Hice venir a otro veterinario. Éste llevaba pantalones de pana marrón de campana, tutú y una corbata de Hermés. Se arrodilló junto a la oveja e intentó quitarle el dorsal.
- No – dijo la imbécil.
- No qué. Necesitamos el dorsal para saltar la valla. ¿Comprendes, idiota?
- Él no.
La muy idiota me hizo traer a un tercer veterinario, vestido de buzo, con una peineta y joyas carísimas, como por ejemplo, una tiara.
- ¿Qué le parece éste a la señorita?
- No.
Hija de puta. El resto del rebaño empezaba a moverse inquieto y me pareció oír “Este dorsal pica”. Cuando llegó el cuarto veterinario hablé con él aparte. Le pedí que se quitara la peluca Luis XV para que me oyera mejor, ya que iba a hablarle bajito para que la imbécil no nos oyera.
- No debe notar que nuestro objetivo es el dorsal. Distráigala con lo que sea. Es veterinario. Tendrá juguetitos para distraer a los animalitos mientras los mata ¿no? Para que no miren la aguja ¿no? ¿Ha matado animalitos o es usted imbécil?

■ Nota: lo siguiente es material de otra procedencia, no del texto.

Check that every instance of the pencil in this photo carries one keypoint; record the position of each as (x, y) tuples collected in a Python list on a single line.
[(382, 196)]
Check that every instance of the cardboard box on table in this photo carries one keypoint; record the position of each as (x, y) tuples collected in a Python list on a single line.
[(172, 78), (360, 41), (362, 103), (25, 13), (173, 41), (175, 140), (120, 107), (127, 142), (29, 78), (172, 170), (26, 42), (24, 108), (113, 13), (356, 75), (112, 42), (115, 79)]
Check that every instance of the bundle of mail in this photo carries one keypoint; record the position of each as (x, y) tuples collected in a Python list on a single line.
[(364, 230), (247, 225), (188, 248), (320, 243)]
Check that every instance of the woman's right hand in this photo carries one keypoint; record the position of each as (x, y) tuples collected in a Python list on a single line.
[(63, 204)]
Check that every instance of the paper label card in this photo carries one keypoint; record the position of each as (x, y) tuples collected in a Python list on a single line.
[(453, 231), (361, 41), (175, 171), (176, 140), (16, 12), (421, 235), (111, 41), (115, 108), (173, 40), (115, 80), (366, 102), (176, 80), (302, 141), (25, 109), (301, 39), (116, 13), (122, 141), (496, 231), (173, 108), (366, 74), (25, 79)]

El veterinario con una mano movía un par de complicadas marionetas tirolesas, a saber, una loba y sus doce lobeznos adosados al mismo mando pero de movimientos independientes y una malvada Caperucita, tras un elaboradísimo teatrillo (con un pie movía la palanca de un organillo), que ya lo hubiera querido la Andrews en cierta secuencia; su otra mano reptaba por la hierba, se colaba entre las complicaciones lanosas de la oveja con el Uno, y llegaba hasta el lacito que sujetaba su dorsal.
- No.
Y no hubo forma. Pero lejos de desmotivarme, pude estudiar los errores, aprender dónde habíamos fallado y diseñar una nueva estrategia y un nuevo veterinario. Lo que pasa es que al final no sé lo que pasó. Creo que me dormí.